LS SECURITIES evaluated on the 9th that there would be more disadvantages than advantages regarding the claim that China could play the yuan depreciation card against U.S. tariffs.
The Donald Trump administration plans to impose an additional 34% tariff on China starting at 1 p.m. on this day in Korean time. An additional tariff of 50% could be immediately followed in response to China's retaliatory tariffs. When considering existing tariffs, a tariff of 104% to 106% will be imposed on Chinese products.
There are also prospects that the Chinese government will maintain a tough attitude, stating that it will fight to the end, while allowing for yuan depreciation. The People's Bank of China announced the USD/CNY official exchange rate at 7.2038 yuan. Baek Kwan-yeol, a researcher at LS SECURITIES, noted, "Some interpret that as the official exchange rate surpasses the psychological resistance level of 7.2 yuan, the Chinese government is deliberately allowing yuan depreciation to send a signal that it will confront the high tariff threats from the U.S."

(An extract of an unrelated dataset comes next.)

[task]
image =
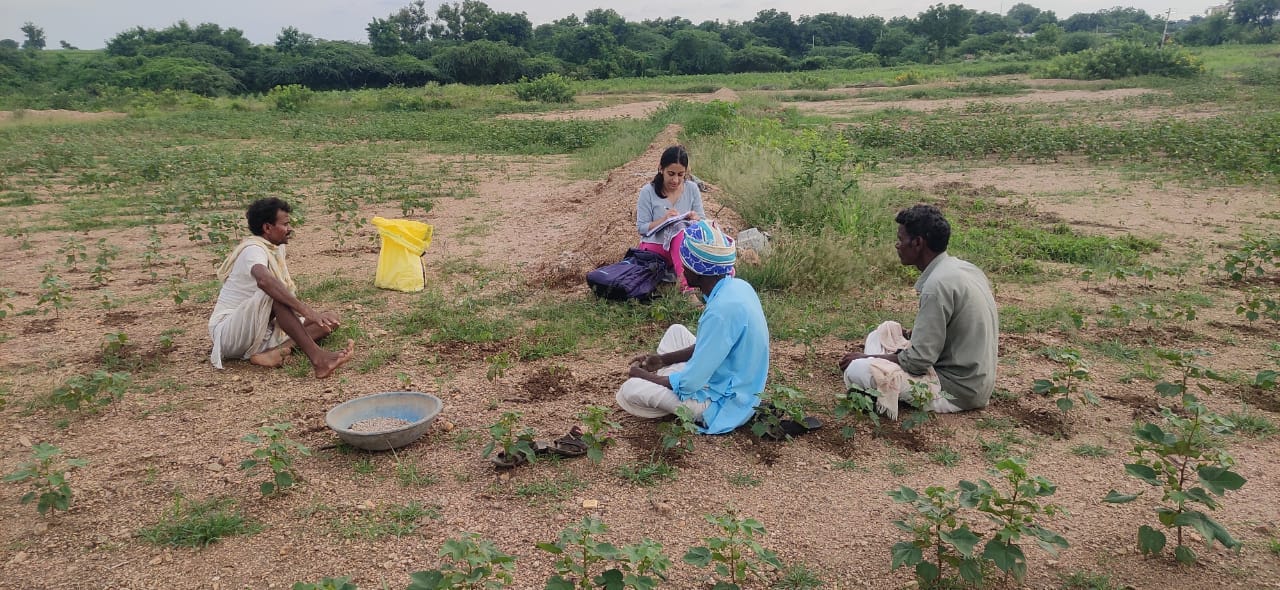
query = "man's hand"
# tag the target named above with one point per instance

However, researcher Baek predicted that if the yuan depreciates further, it would put pressure on the Chinese stock market and domestic economy. The situation now is different from that during the first Trump administration. In March 2018, when the U.S.-China trade war began, the yuan exchange rate was around 6.3 yuan, so allowing depreciation was relatively less burdensome. In contrast, the current exchange rate is at its highest level since the 2015 exchange rate reform, which poses significant risk factors when considering China's foreign exchange reserves in relation to its GDP, according to researcher Baek.
This contradicts the Chinese government's trend announced last month of "expanding consumption through asset appreciation, including stocks." The sharp depreciation of the yuan is likely to lead to capital outflows and an economic recession. Researcher Baek stated, "Additional yuan depreciation is not a reasonable strategy at this point, where boosting consumption is inevitable to achieve the government's annual 5% growth target."

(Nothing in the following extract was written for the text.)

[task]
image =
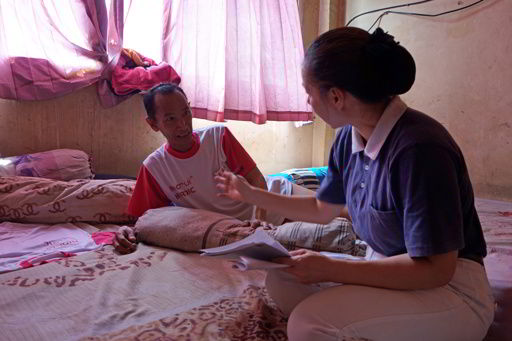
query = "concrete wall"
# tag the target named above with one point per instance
(464, 79)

Researcher Baek predicted that the uncertainty of the Chinese stock market in the second quarter of this year (April to June) will increase as the possibility of improving U.S.-China relations in the short term is slim and the Chinese government's tough stance could either be a strategy or arrogance that needs further observation.
Researcher Baek also stated, "China will likely take only minimal gestures since the practical benefits of attacking the U.S. are limited, and will focus on internal economic stimulus policies," adding that an aggressive stimulus plan is expected to be prepared before the Politburo meeting at the end of this month.